UN Secretary-General Ban Ki-moon said he was “seriously alarmed” by Monday’s death toll.
The clashes concluded a restless week in the former Soviet nation, that saw the number of rocket and heavy artillery fire exchanges escalate sharply, seemingly without explanation.
The militias have been trying to seize a road linking their capital, Donetsk, with Mariupol — a southeastern port held by the government and responsible for exporting much of the industrial region’s factory output.
Mariupol also provides a land bridge between eastern rebel territories and the Crimea peninsula that Russia seized from Ukraine in March 2014.
But Monday’s deaths were reported in strikes across the war zone.
The worrying development sparked a new diplomatic flare-up between Moscow – which firmly denies either arming or funding the revolt – and Western powers who want to prop up Kyiv’s new pro-European leaders against what they view as Russian aggression.
“There can be no mistake as to who is responsible – Russia and the separatists are launching these attacks, just as they escalated the conflict last August,” US State Department spokesman John Kirby told reporters.
He appeared to be referring to Ukraine’s loss of hundreds of soldiers who were surrounded by a far more heavily-armed militia force in the eastern town of Ilovaysk a year ago.
Russian Foreign Minister Sergei Lavrov said the recent rise of attacks signalled the imminent launch of a Kyiv offensive on the separatist-controlled regions.
“We are concerned by the course of events in recent days which very strongly resembles the preparation for more military action,” Lavrov said.
NATO expressed similar concerns ““We are extremely concerned about the recent escalation of violence in eastern Ukraine,” Deputy Spokesperson Carmen Romero told EurActiv.
“We continue to follow the situation very closely.
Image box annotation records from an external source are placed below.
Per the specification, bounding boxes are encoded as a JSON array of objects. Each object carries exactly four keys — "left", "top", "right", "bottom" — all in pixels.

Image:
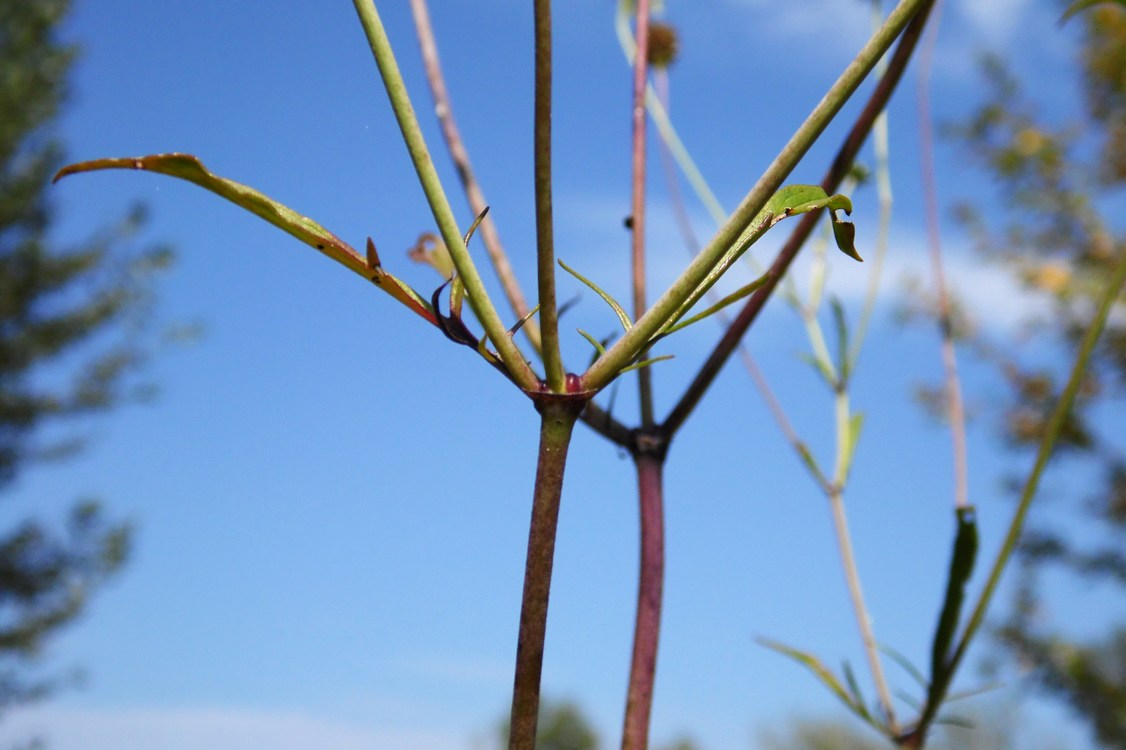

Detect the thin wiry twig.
[
  {"left": 919, "top": 0, "right": 969, "bottom": 508},
  {"left": 661, "top": 3, "right": 931, "bottom": 437}
]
We call on all sides to uphold their responsibility to work for peace and avoid further destabilisation,” she added.
Separatist attacks have often dropped off in the wake of Western condemnation of Russia — which allegedly directs most rebel campaigns – as it faces the threat of even sterner economic sanctions.
The United Nations believes the conflict – sparked by the February 2014 toppling of a Moscow-backed leadership – has killed more than 6,800 people and driven 1.4 million from their homes.
The leaders of Germany, France, Russia and Ukraine gave their support to a deal to end fighting in eastern Ukraine, following 17-hour long negotiations in the Belarussian capital Minsk on 12 February.
The four leaders committed to respecting Ukraine's sovereignty and territorial integrity, according to a joint declaration.
Western leaders are closely observing the implementation of the Minsk agreement.
On 2 March, European leaders said that they agreed that the OSCE needed a broader role as observers of the ceasefire, and weapons removal.
Ukraine has asked the EU to dispatch an EU-led Security and Defence (CSDP) mission to Donbas.